The lanky, bald Garrett, 55, was the lead singer of Midnight Oil for 26 years, swaying the hearts and minds of a generation as he jerkily danced and railed against U.S. foreign policies and corporate greed and for indigenous rights and the environment.
But Garrett quit music in 2002 for politics, winning a seat in the Australian parliament in 2004 for the center-left Labor Party. He was appointed Minister for the Environment, Heritage and the Arts when Labor won power in 2007.
Since joining parliament, Garrett, a committed Christian, has only reunited with Midnight Oil for two benefit concerts — in 2005 to raise funds for the victims of the Indian Ocean tsunami and this week for victims of Australia’s bushfires and floods.
“I have seen how devastating the Victorian bushfires have been for so many people and I am very pleased to be able to join the incredible effort of the Australian music industry that I worked in for so long,” Garrett said in a statement.
About 210 people died and up to 10,000 people were left homeless in last month’s bushfires in the state of Victoria which were Australia’s worst natural disaster in more than a century, while flooding forced thousands in Queensland from their homes.
Garrett said he didn’t have much time to rehearse but the band would play two sell-out warm-ups in Canberra on Thursday and Friday before playing to 78,000 people in Melbourne on Saturday.
Another Sound Relief concert for 40,000 people will be held simultaneously in Sydney on Saturday with the lineups including Kylie Minogue, a reunited Split Enz, Coldplay, Jack Johnson, Wolfmother, Jet, Hoodoo Gurus, Paul Kelly, and Kings of Leon.
But would Garrett blacklist any of his political songs that weren’t in line with Labor policy, such as “Beds Are Burning” about indigenous land rights or “US Forces” about U.S. military policy?
“We won’t be trying to sort of censor what we’re doing at all,” Garrett told radio station 2UE in a recent interview.
“We’ve got a great conviction that as a band we created all this work and people are going to want to come and see us and listen to us play.
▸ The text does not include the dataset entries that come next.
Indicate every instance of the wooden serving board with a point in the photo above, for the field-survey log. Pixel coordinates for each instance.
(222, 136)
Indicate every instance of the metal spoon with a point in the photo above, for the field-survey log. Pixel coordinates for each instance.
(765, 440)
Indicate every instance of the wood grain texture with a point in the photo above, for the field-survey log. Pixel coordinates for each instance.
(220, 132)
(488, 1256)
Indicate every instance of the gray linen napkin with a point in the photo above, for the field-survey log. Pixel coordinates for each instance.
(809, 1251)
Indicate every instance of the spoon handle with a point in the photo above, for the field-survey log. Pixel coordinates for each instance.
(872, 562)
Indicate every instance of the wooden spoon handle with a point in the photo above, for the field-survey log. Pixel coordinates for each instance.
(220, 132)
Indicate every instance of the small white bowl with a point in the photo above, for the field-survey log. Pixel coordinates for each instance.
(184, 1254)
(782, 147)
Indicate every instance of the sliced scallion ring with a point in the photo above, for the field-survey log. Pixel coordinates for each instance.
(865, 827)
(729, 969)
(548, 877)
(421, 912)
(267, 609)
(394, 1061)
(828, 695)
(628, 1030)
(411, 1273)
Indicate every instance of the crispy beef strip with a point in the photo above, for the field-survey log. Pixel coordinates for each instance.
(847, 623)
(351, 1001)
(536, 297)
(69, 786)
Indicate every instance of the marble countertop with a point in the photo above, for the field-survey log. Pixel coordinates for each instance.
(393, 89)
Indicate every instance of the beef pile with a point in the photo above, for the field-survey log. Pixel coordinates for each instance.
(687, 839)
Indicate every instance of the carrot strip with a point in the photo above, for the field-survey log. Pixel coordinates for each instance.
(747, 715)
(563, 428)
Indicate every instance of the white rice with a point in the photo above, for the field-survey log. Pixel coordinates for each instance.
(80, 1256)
We’ll pick the songs which we think will work for the event.”
Garrett said he’d enjoy performing again but would also be happy to return to the political stage on Monday morning.
Garrett, who co-founded the Nuclear Disarmament Party in 1984 and also held roles in Greenpeace and the Australian Conservation Foundation, faced some criticism when he entered parliament for modifying some of his earlier views to Labor Party lines.
But others supported his decision to try to implement change from within and joining the now ruling Labor Party rather than siding with the minority Australian Greens.
“I think it’s a tremendous opportunity and a real privilege to be able to do what we’re doing but I’m completely in the groove in terms of my work as a government minister and I’ll go straight back into that,” he said.